Très superficielle, la peau est juste en dessus.
C’est pourquoi un choc direct même minime (chute de vélo, guidon, coin de table…) peut suffire à la déchirer.
Selon la grandeur de la déchirure, l’hémorragie interne sera immédiate ou progressive sur quelques heures.
Comme elle est enveloppée d’une membrane, l’hématome peut rester local et l’ensemble se déchirer brutalement quelques jours plus tard.
Parfois le patient ne se souvient plus du traumatisme.
Ne pas oublier de rechercher un ancien traumatisme et/ou une éraflure de l’hypochondre gauche devant un état de choc isolé.
Traumatisme des reins
Un rein peut se déchirer et saigner dans la cavité abdominale mais aussi dans les voies urinaires.
Ne pas oublier de vérifier que les urines ne sont pas rouge (hématurie). (Ne pas forcer le blessé à uriner).
Lésions internes du bassin
Le bassin contient de nombreux organes: tube digestif, organes génitaux et surtout appareil urinaire et des gros vaisseaux: artères et veines.
Les masses musculaires longeant l’os iliaque sont très vascularisées.
Lésion bénigne
Un choc direct sur le devant du bassin a peu de conséquences si ce n’est douleur et impotence fonctionnelle.
Il s’agit en général d’un choc direct. (fracture du pubis)
Lésion grave
Par contre un écrasement du bassin par une roue d’un camion aura des conséquences dramatiques avec hémorragie interne et collapsus difficile à traiter.
La vessie peut être perforée.
Ne pas oublier de garder les urines si le traumatisme souhaite uriner.
Complications
Détresse circulatoire
Une hémorragie interne (non visible contrairement aux hémorragies externes et extériorisées) de moyenne ou grande abondance entraînera tôt ou tard un état de choc.

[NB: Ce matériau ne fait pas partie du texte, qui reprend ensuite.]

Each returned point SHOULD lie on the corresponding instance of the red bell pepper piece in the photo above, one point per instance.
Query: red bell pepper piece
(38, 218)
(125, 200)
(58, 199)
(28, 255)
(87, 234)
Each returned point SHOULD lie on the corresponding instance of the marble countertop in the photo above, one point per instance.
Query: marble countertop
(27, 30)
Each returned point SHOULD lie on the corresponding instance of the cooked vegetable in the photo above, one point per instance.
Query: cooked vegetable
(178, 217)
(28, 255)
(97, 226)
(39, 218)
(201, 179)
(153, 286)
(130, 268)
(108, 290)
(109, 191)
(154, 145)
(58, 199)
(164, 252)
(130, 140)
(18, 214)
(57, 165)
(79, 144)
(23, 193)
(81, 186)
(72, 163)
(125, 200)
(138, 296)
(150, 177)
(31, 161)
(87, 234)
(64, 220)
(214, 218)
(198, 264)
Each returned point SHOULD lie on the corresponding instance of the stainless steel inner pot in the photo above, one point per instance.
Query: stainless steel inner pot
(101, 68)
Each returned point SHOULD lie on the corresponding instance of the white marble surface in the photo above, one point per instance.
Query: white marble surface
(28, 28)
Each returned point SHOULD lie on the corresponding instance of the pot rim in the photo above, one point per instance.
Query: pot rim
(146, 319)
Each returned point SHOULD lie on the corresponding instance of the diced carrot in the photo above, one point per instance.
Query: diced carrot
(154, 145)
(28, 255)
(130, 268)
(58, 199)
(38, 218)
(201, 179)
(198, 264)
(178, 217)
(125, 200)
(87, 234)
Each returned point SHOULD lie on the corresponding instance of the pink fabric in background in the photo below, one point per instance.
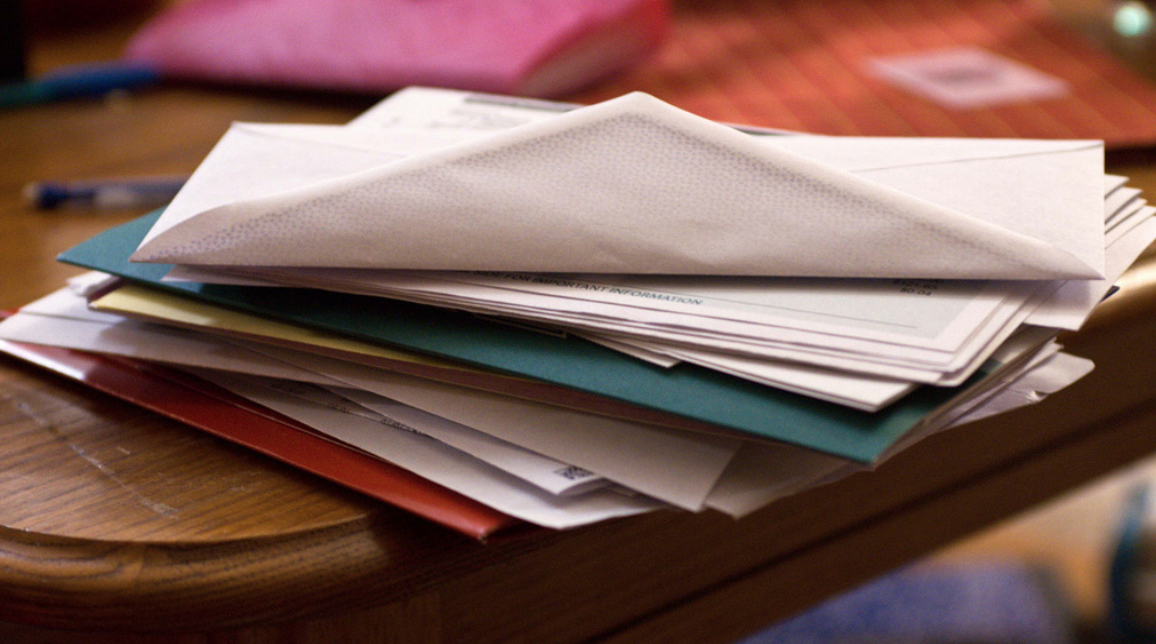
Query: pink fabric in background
(380, 45)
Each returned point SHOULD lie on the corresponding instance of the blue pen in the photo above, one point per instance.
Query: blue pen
(78, 81)
(142, 192)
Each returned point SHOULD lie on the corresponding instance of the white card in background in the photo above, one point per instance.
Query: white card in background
(966, 78)
(444, 465)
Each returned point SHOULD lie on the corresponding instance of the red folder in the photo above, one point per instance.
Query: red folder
(209, 408)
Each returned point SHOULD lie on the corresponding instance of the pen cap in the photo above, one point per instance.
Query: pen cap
(1132, 577)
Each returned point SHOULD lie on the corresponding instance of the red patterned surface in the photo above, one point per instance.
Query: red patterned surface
(800, 65)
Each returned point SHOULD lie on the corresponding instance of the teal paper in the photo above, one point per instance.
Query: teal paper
(684, 390)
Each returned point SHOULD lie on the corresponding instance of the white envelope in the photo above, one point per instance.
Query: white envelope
(634, 185)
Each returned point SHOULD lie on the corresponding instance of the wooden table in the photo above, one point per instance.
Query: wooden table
(112, 519)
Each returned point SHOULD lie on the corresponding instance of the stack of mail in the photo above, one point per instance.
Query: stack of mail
(570, 315)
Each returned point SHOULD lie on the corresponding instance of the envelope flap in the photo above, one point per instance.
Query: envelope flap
(630, 185)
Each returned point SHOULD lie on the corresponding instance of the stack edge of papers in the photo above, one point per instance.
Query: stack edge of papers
(534, 311)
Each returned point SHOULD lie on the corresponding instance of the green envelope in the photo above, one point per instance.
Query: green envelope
(693, 392)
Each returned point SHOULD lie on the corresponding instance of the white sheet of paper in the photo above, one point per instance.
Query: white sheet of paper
(677, 467)
(548, 474)
(60, 320)
(676, 194)
(446, 466)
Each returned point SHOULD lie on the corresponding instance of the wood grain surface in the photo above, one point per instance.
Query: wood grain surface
(117, 525)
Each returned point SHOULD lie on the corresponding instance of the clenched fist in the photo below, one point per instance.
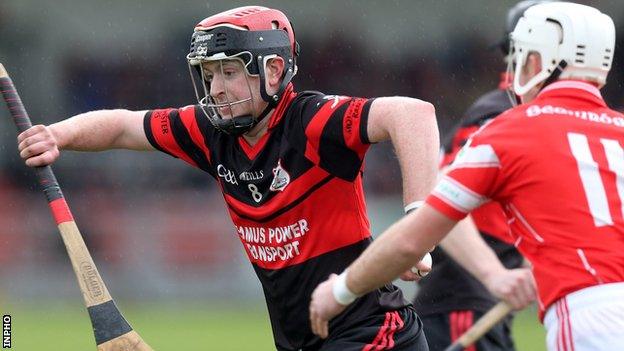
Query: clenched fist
(38, 146)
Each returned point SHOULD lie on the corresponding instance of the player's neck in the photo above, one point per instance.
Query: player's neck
(258, 131)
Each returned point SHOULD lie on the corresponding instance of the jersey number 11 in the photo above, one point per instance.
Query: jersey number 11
(589, 171)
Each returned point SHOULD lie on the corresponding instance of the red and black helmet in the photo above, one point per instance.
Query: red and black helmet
(253, 34)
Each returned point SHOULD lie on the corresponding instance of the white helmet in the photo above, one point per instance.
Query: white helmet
(574, 41)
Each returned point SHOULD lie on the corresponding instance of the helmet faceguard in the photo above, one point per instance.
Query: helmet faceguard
(574, 42)
(250, 35)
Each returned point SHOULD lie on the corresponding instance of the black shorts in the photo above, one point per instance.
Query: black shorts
(442, 329)
(400, 330)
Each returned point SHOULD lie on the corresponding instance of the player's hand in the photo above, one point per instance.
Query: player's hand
(515, 286)
(324, 307)
(418, 271)
(37, 146)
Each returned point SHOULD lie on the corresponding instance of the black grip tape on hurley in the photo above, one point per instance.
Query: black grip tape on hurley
(45, 176)
(107, 322)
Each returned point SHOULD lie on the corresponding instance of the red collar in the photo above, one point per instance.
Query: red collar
(278, 112)
(276, 117)
(573, 84)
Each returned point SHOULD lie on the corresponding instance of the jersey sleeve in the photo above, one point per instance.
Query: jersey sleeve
(335, 133)
(475, 176)
(179, 133)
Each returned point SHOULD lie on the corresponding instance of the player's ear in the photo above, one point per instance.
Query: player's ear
(534, 64)
(274, 71)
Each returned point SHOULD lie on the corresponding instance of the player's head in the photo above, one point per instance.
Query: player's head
(513, 16)
(245, 58)
(560, 40)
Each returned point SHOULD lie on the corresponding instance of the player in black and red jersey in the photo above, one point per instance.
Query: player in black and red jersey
(449, 299)
(289, 165)
(555, 164)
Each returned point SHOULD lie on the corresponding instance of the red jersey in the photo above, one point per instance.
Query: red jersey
(556, 165)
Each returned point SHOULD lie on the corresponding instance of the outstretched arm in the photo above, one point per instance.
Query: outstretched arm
(404, 243)
(91, 131)
(411, 126)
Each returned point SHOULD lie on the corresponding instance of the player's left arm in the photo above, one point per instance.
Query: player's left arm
(397, 249)
(410, 124)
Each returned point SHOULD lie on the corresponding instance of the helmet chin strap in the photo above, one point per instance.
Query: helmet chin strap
(242, 124)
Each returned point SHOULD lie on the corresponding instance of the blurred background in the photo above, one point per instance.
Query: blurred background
(158, 229)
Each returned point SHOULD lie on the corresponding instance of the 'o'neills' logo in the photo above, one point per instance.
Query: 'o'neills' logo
(281, 178)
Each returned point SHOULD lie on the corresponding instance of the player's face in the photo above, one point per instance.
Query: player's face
(232, 89)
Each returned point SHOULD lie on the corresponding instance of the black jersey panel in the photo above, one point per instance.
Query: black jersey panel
(288, 293)
(336, 157)
(182, 136)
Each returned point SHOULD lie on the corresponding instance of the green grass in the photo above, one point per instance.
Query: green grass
(186, 327)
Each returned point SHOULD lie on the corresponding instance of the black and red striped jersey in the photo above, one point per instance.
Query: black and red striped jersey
(449, 287)
(295, 199)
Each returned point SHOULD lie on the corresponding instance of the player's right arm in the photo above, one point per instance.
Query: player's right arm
(92, 131)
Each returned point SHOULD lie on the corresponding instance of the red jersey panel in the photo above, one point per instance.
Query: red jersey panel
(557, 167)
(295, 199)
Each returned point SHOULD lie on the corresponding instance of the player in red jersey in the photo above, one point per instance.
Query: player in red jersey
(450, 299)
(555, 163)
(289, 165)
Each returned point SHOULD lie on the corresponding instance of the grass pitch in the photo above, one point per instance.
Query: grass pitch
(185, 327)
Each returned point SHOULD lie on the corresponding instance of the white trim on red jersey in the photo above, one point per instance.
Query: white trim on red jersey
(479, 156)
(457, 195)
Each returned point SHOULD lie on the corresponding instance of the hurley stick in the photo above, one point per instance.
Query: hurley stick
(112, 331)
(483, 325)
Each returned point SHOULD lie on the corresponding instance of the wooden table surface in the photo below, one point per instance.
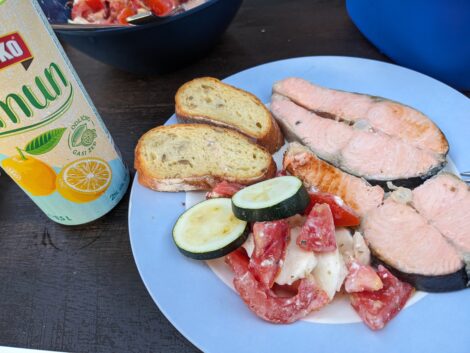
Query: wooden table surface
(77, 288)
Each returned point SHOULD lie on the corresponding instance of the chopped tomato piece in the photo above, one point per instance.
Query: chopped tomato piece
(265, 303)
(124, 14)
(95, 5)
(224, 189)
(318, 231)
(376, 308)
(161, 7)
(343, 215)
(270, 240)
(362, 278)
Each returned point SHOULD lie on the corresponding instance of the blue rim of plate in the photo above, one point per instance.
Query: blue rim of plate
(213, 317)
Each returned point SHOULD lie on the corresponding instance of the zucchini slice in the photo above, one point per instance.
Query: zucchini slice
(209, 230)
(271, 199)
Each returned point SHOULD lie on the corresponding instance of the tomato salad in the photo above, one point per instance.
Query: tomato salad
(277, 237)
(117, 11)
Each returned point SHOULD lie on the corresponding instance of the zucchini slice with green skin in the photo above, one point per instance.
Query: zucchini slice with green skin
(271, 199)
(209, 230)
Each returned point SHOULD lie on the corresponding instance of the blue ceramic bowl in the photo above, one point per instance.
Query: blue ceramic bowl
(154, 47)
(431, 36)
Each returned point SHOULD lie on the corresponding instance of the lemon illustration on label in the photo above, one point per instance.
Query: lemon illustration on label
(31, 174)
(83, 136)
(84, 180)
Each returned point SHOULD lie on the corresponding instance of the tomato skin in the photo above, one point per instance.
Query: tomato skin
(318, 231)
(95, 5)
(270, 240)
(343, 215)
(377, 308)
(161, 7)
(124, 14)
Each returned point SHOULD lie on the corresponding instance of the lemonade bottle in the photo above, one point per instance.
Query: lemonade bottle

Mais attention, l’organisme va réagir. Il va fermer certains vaisseaux (vasoconstriction) qui irriguent des organes qui peuvent survivre avec peu d’oxygène comme la peau en arrosant l’ensemble du corps d’adrénaline. Il va aussi diminuer la fabrication d’urine (eau donc du volume)….
Attention
- Ce n’est pas parce que la tension est normale voire élevée
- que le blessé ne saigne pas dans son abdomen
◁ Revoir comprendre détresse circulatoire
Détresse respiratoire
Un traumatisme du thorax peut gêner l’inspiration donc l’apport en oxygène.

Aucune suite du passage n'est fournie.